Welcome to Chronumental’s documentation!
Installation
To install Chronumental using pip, run:
pip install chronumental
Usage
Convert a distance tree into time tree with distances in days.
usage: chronumental [-h] --tree TREE --dates DATES [--dates_out DATES_OUT]
[--tree_out TREE_OUT] [--always_use_final_params]
[--treat_mutation_units_as_normalised_to_genome_size TREAT_MUTATION_UNITS_AS_NORMALISED_TO_GENOME_SIZE]
[--clock CLOCK] [--variance_dates VARIANCE_DATES]
[--variance_branch_length VARIANCE_BRANCH_LENGTH]
[--steps STEPS] [--lr LR] [--name_all_nodes]
[--expected_min_between_transmissions EXPECTED_MIN_BETWEEN_TRANSMISSIONS]
[--only_use_full_dates] [--model MODEL]
[--output_unit {days,years}] [--variance_on_clock_rate]
[--enforce_exact_clock] [--use_gpu] [--use_wandb]
[--wandb_project_name WANDB_PROJECT_NAME] [--clipped_adam]
[--reference_node REFERENCE_NODE]
Named Arguments
- --tree
an input newick tree, potentially gzipped, with branch lengths reflecting genetic distance in integer number of mutations
- --dates
A metadata file with columns strain and date (in “2020-01-02” format, or less precisely, “2021-01”, “2021”)
- --dates_out
Output for date tsv (otherwise will use default)
- --tree_out
Output for tree (otherwise will use default)

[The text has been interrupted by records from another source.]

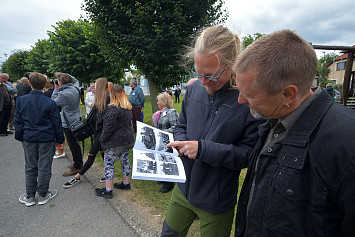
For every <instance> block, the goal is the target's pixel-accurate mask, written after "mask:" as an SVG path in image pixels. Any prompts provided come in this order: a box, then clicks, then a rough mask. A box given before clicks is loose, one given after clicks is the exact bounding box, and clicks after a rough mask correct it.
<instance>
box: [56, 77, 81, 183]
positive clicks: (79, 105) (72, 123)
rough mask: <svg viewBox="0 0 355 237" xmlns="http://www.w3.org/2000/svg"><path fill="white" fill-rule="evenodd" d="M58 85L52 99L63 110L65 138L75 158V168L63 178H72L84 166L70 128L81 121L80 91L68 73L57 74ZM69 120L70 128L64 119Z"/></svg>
mask: <svg viewBox="0 0 355 237" xmlns="http://www.w3.org/2000/svg"><path fill="white" fill-rule="evenodd" d="M56 77H57V79H58V84H55V89H54V91H53V94H52V99H53V100H54V101H55V102H56V104H57V106H60V107H61V108H62V111H61V112H60V114H61V119H62V127H63V130H64V134H65V138H66V139H67V142H68V145H69V148H70V151H71V153H72V156H73V161H74V163H73V167H71V168H70V170H69V171H68V172H65V173H63V176H72V175H75V174H76V173H78V172H79V171H80V169H81V168H82V166H83V157H82V154H81V150H80V145H79V142H78V141H77V139H76V138H75V137H74V135H73V133H72V132H71V131H70V129H69V126H70V125H71V124H74V123H76V122H77V121H79V120H81V111H80V91H79V88H78V87H75V86H74V85H73V84H72V77H70V76H69V75H68V74H66V73H56ZM64 113H65V116H66V117H67V119H68V123H69V126H68V124H67V122H66V120H65V118H64Z"/></svg>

- --always_use_final_params
Will force the model to always use the final parameters, rather than simply using those that gave the lowest loss
Default: False
- --treat_mutation_units_as_normalised_to_genome_size
If your branch sizes, and mutation rate, are normalised to per-site values, then enter the genome size here.
- --clock
Molecular clock rate. This should be in units of something per year, where the “something” is the units on the tree. If not given we will attempt to estimate this by RTT. This is only used as a starting point, unless you supply –enforce_exact_clock.
- --variance_dates
Scale factor for date distribution. Essentially a measure of how uncertain we think the measured dates are.
Default: 0.3
- --variance_branch_length
Scale factor for branch length distribution. Essentially how close we want to match the expectation of the Poisson.
Default: 1
- --steps
Number of steps to use for the SVI
Default: 1000
- --lr
Adam learning rate
Default: 0.1
- --name_all_nodes
Should we name all nodes in the output tree?
Default: False
- --expected_min_between_transmissions
For forming the prior, an expected minimum time between transmissions in days
Default: 3
- --only_use_full_dates
Only use full dates, given to the precision of a day
Default: False
- --model
Model type to use
Default: “DeltaGuideWithStrictLearntClock”
- --output_unit
Possible choices: days, years
Unit for the output branch lengths on the time tree.
Default: “days”
- --variance_on_clock_rate
Will cause the clock rate to be drawn from a random distribution with a learnt variance.
Default: False
- --enforce_exact_clock
Will cause the clock rate to be exactly fixed at the value specified in clock, rather than learnt
Default: False
- --use_gpu
Will attempt to use the GPU. You will need a version of CUDA installed to suit Numpyro.
Default: False
- --use_wandb
This flag will trigger the use of Weights and Biases to log the fitting process. This must be installed with ‘pip install wandb’
Default: False
- --wandb_project_name
Wandb project name
Default: “chronumental”
- --clipped_adam
Will use the clipped version of Adam
Default: False
- --reference_node
A reference node to use for computing dates. This should be early in the tree, and have a correct date. If not specified it will be picked as the oldest node, but often these can be metadata errors.